The most commonly used technology for development of unconventional reservoirs is horizontal wells combined with large multi-stage hydraulic fracture treatments. However, even with these technological advancements, primary recovery factors are generally less than 10 percent of the hydrocarbon in place. Water is currently the primary fracturing fluid used in most commercial developments. There is growing interest in non-aqueous (e.g. CO2) fluid systems not only to reduce water usage, but to increase well productivity and recovery factors. Use of carbon dioxide (CO2) as a fracturing fluid and an enhanced oil recovery (EOR) agent is also attractive from an environmental point-of-view. Organic rich shale reservoirs can be targets for carbon storage, due to their high CO2 adsorptive abilities and multiple mechanisms for gas storage. Therefore, use of CO2 can have both economic (increased recovery) and environmental (sequestration) benefits. This laboratory study investigates the interactions of CO2 with various cores from three formations (Duvernay, Montney, and Wolfcamp). Multiple core plugs were prepared from each of the three reservoirs.

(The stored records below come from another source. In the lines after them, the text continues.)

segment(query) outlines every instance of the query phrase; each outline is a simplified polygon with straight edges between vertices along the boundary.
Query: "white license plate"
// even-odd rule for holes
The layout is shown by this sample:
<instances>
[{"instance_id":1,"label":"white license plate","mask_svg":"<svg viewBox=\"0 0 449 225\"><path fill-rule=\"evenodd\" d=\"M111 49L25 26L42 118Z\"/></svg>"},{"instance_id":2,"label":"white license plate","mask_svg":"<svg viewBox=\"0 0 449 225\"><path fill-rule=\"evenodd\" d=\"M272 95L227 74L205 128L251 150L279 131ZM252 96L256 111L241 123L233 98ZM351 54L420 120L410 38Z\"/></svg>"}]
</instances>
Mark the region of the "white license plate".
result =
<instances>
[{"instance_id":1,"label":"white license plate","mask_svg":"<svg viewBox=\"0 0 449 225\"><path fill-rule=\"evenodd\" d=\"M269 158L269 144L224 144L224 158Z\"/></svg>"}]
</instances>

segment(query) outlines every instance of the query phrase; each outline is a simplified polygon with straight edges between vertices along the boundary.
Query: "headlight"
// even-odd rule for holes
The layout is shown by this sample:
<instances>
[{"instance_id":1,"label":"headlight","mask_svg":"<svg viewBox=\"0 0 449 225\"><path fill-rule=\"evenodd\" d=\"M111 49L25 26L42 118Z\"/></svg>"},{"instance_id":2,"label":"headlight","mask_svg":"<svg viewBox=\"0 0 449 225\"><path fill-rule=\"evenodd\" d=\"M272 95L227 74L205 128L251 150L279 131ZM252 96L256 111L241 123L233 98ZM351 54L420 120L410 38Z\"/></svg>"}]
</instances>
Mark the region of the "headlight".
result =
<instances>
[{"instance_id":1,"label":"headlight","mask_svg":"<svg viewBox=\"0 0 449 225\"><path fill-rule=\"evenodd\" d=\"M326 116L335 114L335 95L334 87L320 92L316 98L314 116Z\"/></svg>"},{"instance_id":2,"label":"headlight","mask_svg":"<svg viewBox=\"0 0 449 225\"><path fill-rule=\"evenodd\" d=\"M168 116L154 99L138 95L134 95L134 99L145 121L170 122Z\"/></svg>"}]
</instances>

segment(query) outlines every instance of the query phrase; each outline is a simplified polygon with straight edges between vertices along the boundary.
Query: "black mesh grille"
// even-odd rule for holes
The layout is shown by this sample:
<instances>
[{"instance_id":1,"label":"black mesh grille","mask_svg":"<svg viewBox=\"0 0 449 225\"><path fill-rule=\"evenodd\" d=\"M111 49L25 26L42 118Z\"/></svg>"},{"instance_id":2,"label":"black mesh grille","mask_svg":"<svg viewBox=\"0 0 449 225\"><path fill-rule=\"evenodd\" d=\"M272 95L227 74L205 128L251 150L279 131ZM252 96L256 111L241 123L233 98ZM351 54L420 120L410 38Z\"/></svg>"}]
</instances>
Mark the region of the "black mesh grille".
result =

The mineralogy of the samples was measured with x-ray diffraction (XRD), and total organic carbon (TOC) and thermal maturity were determined with a SRA (Source Rock Analyzer). Porosity was also measured under as-received conditions and cleaned and dried conditions with a helium pycnometer. For each sample, its initial baseline permeability to helium was tested under a full cycle of net confining pressures (1,500 psia → 4,500 psia → 1,500 psia) with pressure steps of 1,000 psia using the pressure pulse-decay method. Subsequently the sample was vacuumed for 12 hours, and was then soaked with CO2 for more than 48 hours. Afterwards, the permeability to CO2 was measured under another cycle of confining pressures. Finally, the sample was vacuumed again and the regain permeability to helium was measured. Results indicate that the permeability to helium is generally recovered after CO2 soaking stages for tight-sand samples (e.g., Montney) and may be elevated for some samples enriched in organic matter and clay minerals (e.g., Wolfcamp). Overall the study shows favorable interaction between rock and organic material and CO2, which supports the use of CO2 as a fracturing or EOR fluid in these three reservoirs.